А в Тенишевском зале
Сидел, в колете бархатном, юнец,
Уже отведавший рукоплесканий,
Уже налюбовавшийся собою
В статьях газетных, в зарисовках, в шаржах,
И в перламутровый лорнет глядел
На низкую эстраду.
На эстраде
Стояли Вы — в той знаменитой шали,
Что изваял строкою Мандельштам.
Медальный профиль, глуховатый голос,
Какой-то смуглый, точно терракота, –
И странная тоска о том, что кто-то
Всем будет мерить белый башмачок.
И юноша, по-юношески дерзкий,
Решил, что здесь «единства стиля нет»,
Что башмачок не в лад идет с котурном…
Прошло семь лет…
Тетрадку со стихами
Достали Вы из-под матраца в спальной
И принесли на чайный стол, — и Муза
Заговорила строчкой дневника.
И слушатель, уже в сюртук одетый,
В профессорскую строгую кирасу,
Завистливо о Вашей дружбе с Музой,
О Вашем кровном сестринстве подумал:
Он с Музой сам неоткровенен был.
Не на котурнах, но женою Лота,
Библейскою бездомною беглянкой,
Глядела вдаль заплаканная Муза,
И поваренной солью женских слез
Пропитывало плоть ее и кожу.
Глядела вспять… На блеклый флаг таможни?
Или на пятую, пустую, ложу?
Или на двадцать восемь штыковых,
Пять огнестрельных?
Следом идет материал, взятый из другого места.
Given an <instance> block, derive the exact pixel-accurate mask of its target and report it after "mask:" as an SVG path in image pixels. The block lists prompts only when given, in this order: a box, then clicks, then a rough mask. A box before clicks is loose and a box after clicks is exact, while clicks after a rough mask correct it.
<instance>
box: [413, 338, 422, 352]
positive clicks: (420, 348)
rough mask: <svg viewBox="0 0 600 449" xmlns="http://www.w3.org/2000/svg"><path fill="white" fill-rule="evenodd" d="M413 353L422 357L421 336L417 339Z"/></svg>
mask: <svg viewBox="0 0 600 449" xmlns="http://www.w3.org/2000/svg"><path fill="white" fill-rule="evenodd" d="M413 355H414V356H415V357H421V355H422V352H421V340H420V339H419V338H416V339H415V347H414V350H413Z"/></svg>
Или?.. или?.. или?..
И слушатель, опять двоясь в догадках,
Пересыпал с ладони на ладонь
Покалывающие самоцветы, –
А Вы, обычной женскою рукой,
Ему любезно торт пододвигали…
И двадцать лет еще прошло. В изгнаньи
И Вы, и он. У кряжей снеговых
Небесных Гор, в песках Мавераннагра
Нашли приют и крохи снеди братской.
В ушах еще кряхтят разрывы бомб,
Вдоль позвонков еще струится холод,
И кажется, что никогда вовеки
Нам не собрать клоки самих себя
Из крошева кровавого, что сделал
Из жизни нашей враг…
Но вот очки
Рассеянной берете Вы рукою,
Тетрадку достаете из бювара,
Помятую, в надставках и приписках,
И мерно, глуховато чуть, поете
О месяце серебряном над Веком
Серебряным, о смятой хризантеме,
Оставшейся от похорон, — и Время
Почтительно отходит в уголок,
И в медном тембре царственных стихов
Шаль бронзовую расправляет Вечность.